Untuk itu, dalam melakukan positioning politik harus diperhatikan pula konteks kondisi riil di masyarakat. Apabila hal itu diabaikan, niscaya positioning politik yang dilakukan tidak akan memperoleh respons menggembirakan dari masyarakat. Terkait dengan hal itu, mengingat penurunan kepercayaan publik terhadap Partai Demokrat selaku partai penguasa dipicu oleh keterlibatan sejumlah elite partai bersangkutan dalam berbagai kasus korupsi, merupakan sebuah pilihan strategis bila kemudian PKS memposisikan diri mereka sebagai partai antikorupsi. 

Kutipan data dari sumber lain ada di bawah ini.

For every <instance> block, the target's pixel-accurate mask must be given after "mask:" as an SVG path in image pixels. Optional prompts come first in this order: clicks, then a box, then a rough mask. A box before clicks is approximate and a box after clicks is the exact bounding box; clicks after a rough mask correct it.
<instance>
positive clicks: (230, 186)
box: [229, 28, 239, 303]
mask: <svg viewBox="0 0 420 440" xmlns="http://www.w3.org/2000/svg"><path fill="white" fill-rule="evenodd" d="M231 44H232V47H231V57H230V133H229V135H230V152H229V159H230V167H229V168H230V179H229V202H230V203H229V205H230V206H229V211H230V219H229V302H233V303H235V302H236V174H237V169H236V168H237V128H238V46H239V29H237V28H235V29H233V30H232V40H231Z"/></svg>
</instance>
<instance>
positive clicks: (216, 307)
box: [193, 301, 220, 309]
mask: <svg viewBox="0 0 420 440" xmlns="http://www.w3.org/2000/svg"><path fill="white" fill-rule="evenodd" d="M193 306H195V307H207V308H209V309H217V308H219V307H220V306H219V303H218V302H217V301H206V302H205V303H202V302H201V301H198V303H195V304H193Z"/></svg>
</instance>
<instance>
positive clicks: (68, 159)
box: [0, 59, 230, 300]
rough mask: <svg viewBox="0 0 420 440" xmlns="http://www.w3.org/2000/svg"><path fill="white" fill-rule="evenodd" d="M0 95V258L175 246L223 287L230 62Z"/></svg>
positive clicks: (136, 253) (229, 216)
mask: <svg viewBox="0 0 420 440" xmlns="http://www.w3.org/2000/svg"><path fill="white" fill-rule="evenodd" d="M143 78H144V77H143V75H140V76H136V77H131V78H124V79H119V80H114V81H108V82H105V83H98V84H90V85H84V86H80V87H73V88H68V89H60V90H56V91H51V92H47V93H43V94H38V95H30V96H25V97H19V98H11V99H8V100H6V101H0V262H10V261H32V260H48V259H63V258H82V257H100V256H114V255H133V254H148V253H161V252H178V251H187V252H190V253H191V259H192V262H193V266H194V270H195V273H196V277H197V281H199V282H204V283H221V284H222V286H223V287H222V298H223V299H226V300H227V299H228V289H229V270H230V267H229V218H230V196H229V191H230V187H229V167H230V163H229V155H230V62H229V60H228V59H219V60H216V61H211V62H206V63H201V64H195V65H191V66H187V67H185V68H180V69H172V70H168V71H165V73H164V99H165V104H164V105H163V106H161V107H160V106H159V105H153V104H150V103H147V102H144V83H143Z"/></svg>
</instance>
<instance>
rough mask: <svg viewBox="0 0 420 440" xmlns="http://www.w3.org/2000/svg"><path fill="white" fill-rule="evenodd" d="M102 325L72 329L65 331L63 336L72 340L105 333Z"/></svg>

Dengan mengambil positioning politik ini, pemilih akan melihat PKS sebagai antitesis dari partai penguasa yang cenderung korup. Ketika suatu masalah korupsi mencuat ke permukaan, publik akan menjadikan PKS sebagai bagian dari pemecahan masalah. Bahkan bukan tidak mungkin hal itu akan berujung pada keuntungan elektoral dalam pemilu 2014. 

Problem Konsistensi
Perlu diingat, positioning politik tidak dapat dibangun secara instan dalam jangka pendek. Menanamkan image positif di dalam benak pemilih membutuhkan konsistensi jangka panjang. Hal itu karena publik perlu melakukan proses pembelajaran untuk dapat memahami posisi ideologis partai-partai tersebut. Dalam konteks PKS, penanaman image politik itu telah lama dilakukan sejak partai ini masih bernama Partai Keadilan.

Namun realitas politik hari ini, berupa penetapan status tersangka terhadap Luthfi Hasan Ishaaq, menunjukkan adanya problem konsistensi pada diri PKS dalam usaha mereka mengukuhkan positioning politik sebagai partai bersih. Alih-alih menjadi antitesis dari partai penguasa yang cenderung korup, PKS kini justru mulai tertular virus korupsi tersebut. 

Konsistensi untuk menghindarkan diri dari jerat korupsi ternyata menjadi problem tersendiri bagi PKS untuk mengukuhkan positioning politik mereka sebagai partai bersih. Partai dakwah ini lupa akan satu hal penting, bahwa kesediaan pemilih untuk mengikatkan diri pada satu partai tertentu akan terjadi apabila partai bersangkutan terbukti mampu menjaga konsistensi perjuangan mereka selama ini, termasuk dalam pemberantasan korupsi.

Ketidakmampuan menjaga konsistensi itu akan membuat pemilih berpikir seribu kali untuk mengikatkan diri pada partai tersebut. Kegagalan PKS menjaga konsistensi sebagai partai bersih akan terekam dalam memori kolektif publik. Lebih dari itu, reputasi yang telah memburuk akan sulit dipulihkan. Peluang untuk dapat “mencuri” simpati dan dukungan dari para pemilih Partai Demokrat pada pemilu yang lalu pun kini tinggal mimpi semata.